According to the report, the password of the user’s email account usually stored as plain text in SQLite database and stays un-encrypted.
When asked by a user, an Android support person, Andy Stadler said that since the App supports older email protocols, it requires the password to be used every time a connection request with the email server takes place.
Stadler, in his response, clarified that Google Android takes security very seriously and has been implemented in Android at several levels and that this loophole won’t impact the way Gmail works on Android device.
However, it was not being clear now whether Google will roll out any update to secure that or users will have to create and use obscure passwords for their email accounts.
Most mid-range to high end Android devices available these days offer Microsoft Exchange Active Sync support. Apart from that, several users make do with the traditional POP3, IMAP and SMTP protocols for their email accounts on the Android device.
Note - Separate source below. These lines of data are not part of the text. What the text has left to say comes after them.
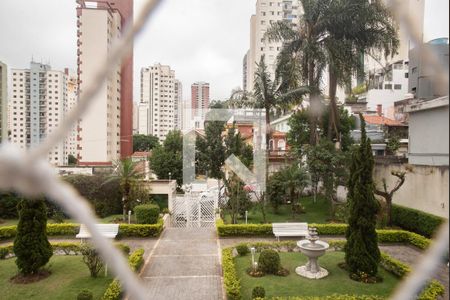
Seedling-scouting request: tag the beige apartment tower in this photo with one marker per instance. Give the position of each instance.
(158, 109)
(3, 102)
(267, 12)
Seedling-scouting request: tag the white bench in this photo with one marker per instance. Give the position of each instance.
(290, 229)
(107, 230)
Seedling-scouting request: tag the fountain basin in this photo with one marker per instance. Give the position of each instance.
(313, 249)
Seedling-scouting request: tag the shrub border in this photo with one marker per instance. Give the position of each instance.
(69, 248)
(68, 229)
(384, 236)
(432, 291)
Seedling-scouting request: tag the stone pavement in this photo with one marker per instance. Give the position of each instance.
(184, 264)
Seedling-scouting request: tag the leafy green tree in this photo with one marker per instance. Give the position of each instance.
(362, 255)
(299, 133)
(235, 144)
(127, 174)
(333, 34)
(31, 246)
(326, 164)
(393, 144)
(238, 199)
(142, 142)
(72, 160)
(294, 179)
(168, 158)
(276, 191)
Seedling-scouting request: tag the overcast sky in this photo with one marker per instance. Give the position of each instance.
(202, 40)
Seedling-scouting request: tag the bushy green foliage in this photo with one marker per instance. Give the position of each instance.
(362, 255)
(242, 249)
(147, 214)
(269, 261)
(132, 230)
(168, 158)
(8, 205)
(105, 197)
(113, 292)
(92, 259)
(136, 259)
(434, 290)
(258, 292)
(85, 295)
(415, 220)
(31, 246)
(230, 278)
(243, 229)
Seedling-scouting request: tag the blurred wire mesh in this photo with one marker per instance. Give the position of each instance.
(30, 174)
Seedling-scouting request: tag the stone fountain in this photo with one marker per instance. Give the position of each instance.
(313, 249)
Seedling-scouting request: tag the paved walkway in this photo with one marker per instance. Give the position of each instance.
(184, 264)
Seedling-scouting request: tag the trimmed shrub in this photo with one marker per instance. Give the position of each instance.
(147, 214)
(269, 261)
(92, 259)
(434, 290)
(416, 221)
(31, 246)
(242, 249)
(126, 230)
(230, 278)
(136, 259)
(114, 290)
(85, 295)
(258, 292)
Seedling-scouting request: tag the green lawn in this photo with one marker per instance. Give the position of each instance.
(69, 276)
(315, 213)
(293, 285)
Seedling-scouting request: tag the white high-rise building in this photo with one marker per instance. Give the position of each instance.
(38, 100)
(267, 12)
(72, 100)
(3, 102)
(178, 105)
(159, 98)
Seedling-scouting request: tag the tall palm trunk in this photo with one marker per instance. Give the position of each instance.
(333, 123)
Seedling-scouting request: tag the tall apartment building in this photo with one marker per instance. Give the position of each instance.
(3, 102)
(72, 99)
(158, 110)
(106, 130)
(38, 100)
(199, 99)
(178, 105)
(267, 12)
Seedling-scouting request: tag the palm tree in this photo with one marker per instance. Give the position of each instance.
(336, 34)
(127, 174)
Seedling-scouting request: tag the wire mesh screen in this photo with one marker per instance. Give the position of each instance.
(28, 172)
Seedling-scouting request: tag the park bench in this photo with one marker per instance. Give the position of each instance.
(107, 230)
(289, 229)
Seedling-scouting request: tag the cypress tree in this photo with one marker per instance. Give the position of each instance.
(362, 255)
(31, 246)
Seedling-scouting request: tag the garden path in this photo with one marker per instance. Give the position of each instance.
(184, 264)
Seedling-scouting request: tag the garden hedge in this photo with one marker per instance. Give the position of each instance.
(230, 279)
(416, 221)
(114, 290)
(66, 229)
(432, 291)
(69, 248)
(147, 214)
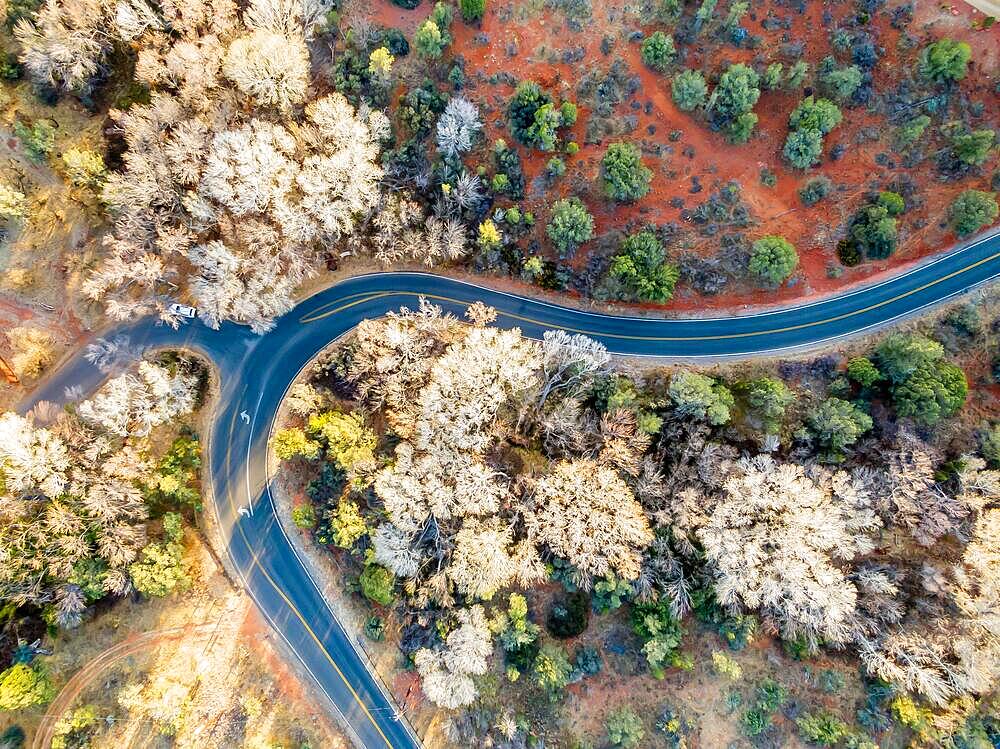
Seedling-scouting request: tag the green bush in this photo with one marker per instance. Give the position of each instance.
(689, 90)
(863, 371)
(625, 178)
(944, 61)
(815, 190)
(815, 114)
(624, 728)
(924, 386)
(377, 584)
(38, 139)
(972, 210)
(658, 51)
(837, 424)
(23, 686)
(641, 270)
(803, 148)
(822, 728)
(570, 616)
(700, 397)
(773, 259)
(472, 10)
(571, 225)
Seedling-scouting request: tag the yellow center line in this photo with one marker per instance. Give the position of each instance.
(800, 326)
(254, 562)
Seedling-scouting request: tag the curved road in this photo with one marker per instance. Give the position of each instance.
(255, 372)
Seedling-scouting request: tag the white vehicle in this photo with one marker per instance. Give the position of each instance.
(183, 310)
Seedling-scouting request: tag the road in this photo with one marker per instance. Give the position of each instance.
(255, 372)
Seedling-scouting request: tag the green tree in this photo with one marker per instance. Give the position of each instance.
(837, 424)
(700, 397)
(924, 386)
(472, 10)
(803, 148)
(641, 269)
(839, 83)
(689, 90)
(429, 40)
(658, 51)
(768, 397)
(552, 669)
(160, 569)
(624, 727)
(24, 686)
(625, 177)
(737, 92)
(973, 149)
(377, 584)
(863, 371)
(773, 259)
(944, 61)
(815, 114)
(293, 443)
(571, 225)
(972, 210)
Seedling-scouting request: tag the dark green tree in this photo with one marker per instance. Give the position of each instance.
(641, 270)
(773, 259)
(972, 210)
(571, 225)
(944, 61)
(625, 178)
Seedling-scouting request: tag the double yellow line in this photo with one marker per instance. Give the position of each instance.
(255, 562)
(322, 312)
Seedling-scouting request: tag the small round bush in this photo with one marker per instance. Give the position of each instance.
(472, 10)
(689, 90)
(972, 210)
(625, 177)
(571, 225)
(658, 51)
(773, 259)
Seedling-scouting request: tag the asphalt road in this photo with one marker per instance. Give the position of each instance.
(256, 371)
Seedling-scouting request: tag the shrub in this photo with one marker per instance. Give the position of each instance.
(972, 149)
(23, 686)
(293, 443)
(910, 132)
(892, 202)
(38, 139)
(571, 225)
(658, 51)
(837, 424)
(944, 61)
(641, 269)
(689, 90)
(570, 616)
(815, 190)
(472, 10)
(815, 114)
(624, 728)
(972, 210)
(377, 584)
(924, 386)
(822, 728)
(736, 94)
(304, 516)
(773, 259)
(625, 177)
(803, 148)
(700, 397)
(863, 371)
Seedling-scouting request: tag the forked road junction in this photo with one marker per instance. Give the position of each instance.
(256, 371)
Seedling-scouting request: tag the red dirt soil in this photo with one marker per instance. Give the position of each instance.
(539, 35)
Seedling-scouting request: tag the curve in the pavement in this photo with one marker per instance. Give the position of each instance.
(255, 372)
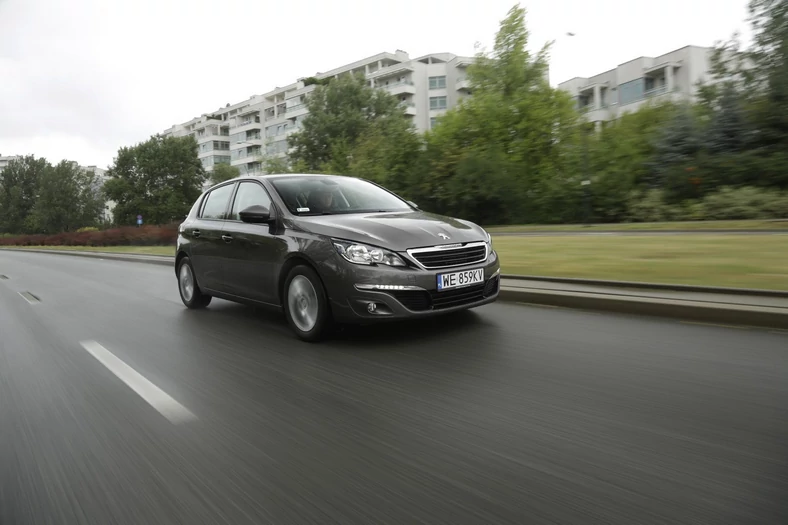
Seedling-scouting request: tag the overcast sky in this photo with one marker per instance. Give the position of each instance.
(81, 78)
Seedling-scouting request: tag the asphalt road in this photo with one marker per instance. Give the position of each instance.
(635, 233)
(506, 414)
The core issue lies in the older email protocols that are dependent on the simpler form of password data requirement. In the modern times, nefarious hackers employ sophisticated methods to steal user login credentials that may be residing deep in some specific databases.
Security indeed has been implemented in Android OS but there is no method to check whether the apps from the third party markets are actually secure. In past, Android has been victim of malware loaded apps being spread through the third party app stores. Apparently these apps exploit several such loopholes that exist due to technologies that are not updated.